Mesmo com o CPC/2015 não trazendo “condições da ação” de forma expressa clássica, a doutrina segue tratando de legitimidade, interesse e possibilidade jurídica do pedido como requisitos vinculados ao exercício útil do direito de ação. A ausência desses requisitos leva à extinção sem resolução do mérito (art. 485 CPC, por carência de pressupostos de constituição e desenvolvimento válido do processo ou falta de interesse/legitimidade).

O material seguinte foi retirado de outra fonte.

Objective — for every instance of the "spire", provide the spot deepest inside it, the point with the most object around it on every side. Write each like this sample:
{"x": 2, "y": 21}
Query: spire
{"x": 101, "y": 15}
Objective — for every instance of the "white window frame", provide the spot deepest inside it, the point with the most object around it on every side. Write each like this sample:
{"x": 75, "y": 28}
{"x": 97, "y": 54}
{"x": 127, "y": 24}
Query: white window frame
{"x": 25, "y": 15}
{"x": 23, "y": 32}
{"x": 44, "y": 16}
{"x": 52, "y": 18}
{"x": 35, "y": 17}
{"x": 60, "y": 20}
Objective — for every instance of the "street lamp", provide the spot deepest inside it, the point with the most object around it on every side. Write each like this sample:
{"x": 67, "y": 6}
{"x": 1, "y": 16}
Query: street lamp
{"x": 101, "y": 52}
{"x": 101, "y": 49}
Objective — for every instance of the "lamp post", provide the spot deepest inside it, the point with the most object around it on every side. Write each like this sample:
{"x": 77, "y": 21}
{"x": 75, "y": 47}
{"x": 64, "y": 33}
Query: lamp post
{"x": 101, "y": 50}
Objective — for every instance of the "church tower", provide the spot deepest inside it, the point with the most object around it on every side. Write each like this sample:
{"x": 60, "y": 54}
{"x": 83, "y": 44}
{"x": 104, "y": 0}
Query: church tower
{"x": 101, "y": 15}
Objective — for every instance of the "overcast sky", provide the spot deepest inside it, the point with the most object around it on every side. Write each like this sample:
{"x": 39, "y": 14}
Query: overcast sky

Tabela 2 – Direito de ação x mérito

Elemento Descrição Consequência processual típica
Direito de ação Direito de provocar o Judiciário. Sempre existe; juiz sempre dará alguma resposta.
Condições para exame do mérito Legitimidade, interesse, possibilidade do pedido (ou equivalentes). Se ausentes, extinção sem resolução do mérito.
Direito material alegado Crédito, propriedade, dano, etc. Se comprovado, procedência; se não, improcedência.
 
 

Classificação das ações – tutela jurisdicional

Tabela 3 – Classificação quanto ao tipo de tutela

Tipo de ação Finalidade principal Exemplo prático de peça
Declaratória Apenas declarar existência/inexistência de relação jurídica ou autenticidade de documento. Ação declaratória de inexistência de débito bancário.
Condenatória Reconhecer o direito e impor condenação (pagar, fazer, não fazer). Ação de cobrança de aluguel, ação de indenização por dano moral.
Constitutiva Criar, modificar ou extinguir relação jurídica. Ação de divórcio, ação anulatória de negócio jurídico.
Mandamental Ordem dirigida ao réu para prática/abstenção de ato, com carga de comando forte. Mandado de segurança, ações possessórias com ordem de reintegração.
Executiva lato sensu Atua diretamente sobre o patrimônio do réu para satisfação do crédito. Ação de execução de título extrajudicial, cumprimento de sentença.
 
 

Classificação das ações – procedimento e conteúdo

Tabela 4 – Outras classificações úteis

Critério Espécies principais Exemplo prático
Quanto à função processual Ação de conhecimento, de execução, cautelar/provisória. Ação de conhecimento de cobrança; execução de cheque; tutela cautelar antecedente.
Quanto ao sujeito protegido Ação individual, coletiva, popular, civil pública. Ação civil pública por dano ambiental; ação civil coletiva de sindicato.
Quanto à litigiosidade Contenciosa x voluntária (quando se fala “ação” em sentido amplo). Divórcio litigioso x divórcio consensual homologado judicialmente.
 

Aplicação prática em petições e questões

  • Em petições iniciais

    • Qualificar claramente o tipo de ação (ex.: “ação de cobrança de quantia certa – natureza condenatória”).

    • Justificar o interesse de agir (necessidade e utilidade da tutela) e a legitimidade das partes (autor e réu corretos).

  • Em contestações e recursos

    • Alegar carência de ação (sob linguagem do CPC/2015: ausência de interesse ou legitimidade) para pleitear extinção sem mérito.

    • Em provas, identificar se a questão descreve hipótese de ação declaratória, condenatória ou constitutiva e qual tutela é mais adequada (por exemplo, anular cláusula contratual x apenas declarar sua nulidade).